Assessment of the glomerular filtration rate (GFR) is widely accepted as the best index of renal function in patients. Many chemotherapeutic drugs are excreted to a large extent via the kidneys, thus a reliable and accurate measurement of this parameter is particularly important in oncology practice. The relationship between kidney function and the extent of drug exposure is best exemplified by carboplatin, where the dose of drug administered is determined by renal function in both adult and paediatric patients (Calvert et al, 1989; Newell et al, 1993; Thomas et al, 2000). In addition, a measurement of renal function may be important in monitoring the nephrotoxic effects of drugs such as cisplatin and ifosfamide (Skinner et al, 1994).

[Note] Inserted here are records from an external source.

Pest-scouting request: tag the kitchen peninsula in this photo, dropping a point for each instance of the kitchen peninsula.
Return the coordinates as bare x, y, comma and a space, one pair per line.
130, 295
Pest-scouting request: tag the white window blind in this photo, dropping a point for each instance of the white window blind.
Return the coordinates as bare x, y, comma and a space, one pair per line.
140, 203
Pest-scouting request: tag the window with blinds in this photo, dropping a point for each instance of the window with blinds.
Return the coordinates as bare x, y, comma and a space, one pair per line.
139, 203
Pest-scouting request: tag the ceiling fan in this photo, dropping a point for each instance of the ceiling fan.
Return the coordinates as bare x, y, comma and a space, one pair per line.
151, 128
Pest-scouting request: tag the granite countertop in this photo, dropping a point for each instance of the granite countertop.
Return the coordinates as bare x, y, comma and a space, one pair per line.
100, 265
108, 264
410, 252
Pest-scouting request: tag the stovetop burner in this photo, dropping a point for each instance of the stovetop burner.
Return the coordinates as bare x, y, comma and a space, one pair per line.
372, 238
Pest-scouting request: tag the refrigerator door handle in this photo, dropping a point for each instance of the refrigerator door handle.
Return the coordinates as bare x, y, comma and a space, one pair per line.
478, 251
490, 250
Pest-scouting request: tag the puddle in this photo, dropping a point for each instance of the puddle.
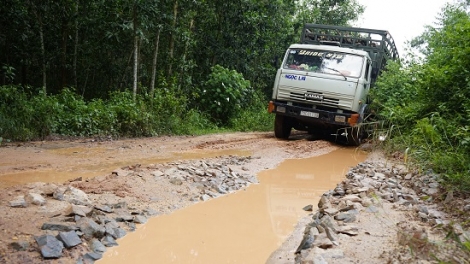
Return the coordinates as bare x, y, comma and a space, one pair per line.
243, 227
101, 166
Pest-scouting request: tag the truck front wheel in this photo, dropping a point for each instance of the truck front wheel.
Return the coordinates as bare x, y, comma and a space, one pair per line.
355, 135
282, 126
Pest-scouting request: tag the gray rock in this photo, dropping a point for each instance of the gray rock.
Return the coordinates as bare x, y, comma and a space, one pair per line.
109, 241
205, 197
171, 171
121, 173
20, 245
50, 246
140, 219
76, 196
59, 193
59, 226
372, 209
96, 246
348, 230
421, 208
176, 181
307, 240
70, 239
430, 191
340, 191
331, 234
80, 210
251, 178
353, 198
466, 207
104, 208
346, 217
308, 208
423, 216
131, 226
36, 199
324, 202
90, 228
124, 218
379, 176
119, 232
110, 231
19, 202
322, 241
331, 211
157, 173
91, 257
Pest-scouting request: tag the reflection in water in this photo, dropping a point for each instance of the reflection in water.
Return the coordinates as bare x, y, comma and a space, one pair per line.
244, 227
101, 167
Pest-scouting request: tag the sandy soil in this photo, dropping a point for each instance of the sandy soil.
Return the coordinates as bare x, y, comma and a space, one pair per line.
82, 157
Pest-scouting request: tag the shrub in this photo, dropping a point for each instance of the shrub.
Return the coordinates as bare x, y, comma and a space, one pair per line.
224, 94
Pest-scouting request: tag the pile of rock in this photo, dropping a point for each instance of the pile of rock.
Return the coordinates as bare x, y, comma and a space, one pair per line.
96, 226
367, 188
211, 177
92, 225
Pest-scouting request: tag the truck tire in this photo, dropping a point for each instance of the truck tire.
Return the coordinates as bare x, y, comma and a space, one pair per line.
282, 126
355, 135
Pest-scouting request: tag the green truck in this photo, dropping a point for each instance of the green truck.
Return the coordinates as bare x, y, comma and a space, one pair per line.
323, 83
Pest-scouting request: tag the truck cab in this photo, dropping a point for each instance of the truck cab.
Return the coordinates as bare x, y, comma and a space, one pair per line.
323, 86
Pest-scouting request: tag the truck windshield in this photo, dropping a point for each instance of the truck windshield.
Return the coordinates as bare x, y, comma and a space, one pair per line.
328, 62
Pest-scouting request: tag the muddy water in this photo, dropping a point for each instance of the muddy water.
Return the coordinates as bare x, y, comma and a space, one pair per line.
87, 168
244, 227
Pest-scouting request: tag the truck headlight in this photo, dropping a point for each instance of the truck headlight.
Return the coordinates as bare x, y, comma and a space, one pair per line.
340, 119
280, 109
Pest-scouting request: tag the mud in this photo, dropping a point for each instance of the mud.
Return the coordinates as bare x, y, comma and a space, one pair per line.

An accurate determination of GFR can be obtained by measuring the clearance of chromium 51 EDTA (51Cr-EDTA) or similar isotope-based methods (Chantler et al, 1969; Rodman et al, 1993). This approach would be recommended when an accurate prediction of GFR is required, particularly in patients with reduced renal function. However, EDTA is not licenced for use in countries such as the USA. Alternatively, GFR can be estimated from serum creatinine concentration or calculated creatinine clearance (Perrone et al, 1992). These latter methods offer a less precise estimation of renal function, but can generally be performed with minimum patient inconvenience and at a lower cost than the isotopic methods. In paediatrics, problems may arise as these methods have commonly been validated in adults and it is difficult to obtain an accurate collection of urine over a 24-h period. A noninvasive, simple and reliable mathematical model for predicting GFR in a paediatric patient population would be advantageous, particularly if the withdrawal of multiple blood samples could be avoided.
Several mathematical equations and nomograms have been developed to predict renal function (Jelliffe, 1973; Cockcroft and Gault, 1976; Schwartz et al, 1976). The most commonly used of these formulae to predict creatinine clearance, and hence GFR, in adult patients have been those published by Cockcroft and Gault and that of Jelliffe, using age, sex, serum creatinine and either body weight (Cockcroft and Gault) or surface area (Jelliffe) as a measure of body size. In paediatric patients, perhaps the most widely used is that described by Schwartz, which is based on the ratio of height to serum creatinine concentration and includes an adjustment for patient age (Schwartz et al, 1976).
Whereas in adult patient populations these formulae approximate GFR to an acceptable level (Luke et al, 1990), similar studies in paediatric patient populations have highlighted inaccuracies. In a study involving patients aged between 2 and 18 years, 95% of GFR estimates obtained from the Schwartz formula would be expected to lie within 50% of the GFR determined as the clearance of 51Cr-EDTA (Skinner et al, 1994). In clinical practice, a higher level of accuracy is often required and the use of these models has been associated with inaccurate dosing of carboplatin (Calvert and Egorin, 2002).
The statistical methodology routinely used to model 51Cr-EDTA pharmacokinetics does not take into account the sampling variability in the estimates of 51Cr-EDTA clearance. For this reason, approaches based on nonlinear mixed effects models, often referred to as population models, have recently been published and independently assessed (Martin et al, 1998; Wright et al, 2001; Poole et al, 2002; Léger et al, 2002). These methods involve the use of patient specific 51Cr-EDTA plasma data together with supplementary covariate information. The current study applies nonlinear mixed effects modelling to the pharmacokinetics of 51Cr-EDTA, with a view to predicting GFR in paediatric cancer patients.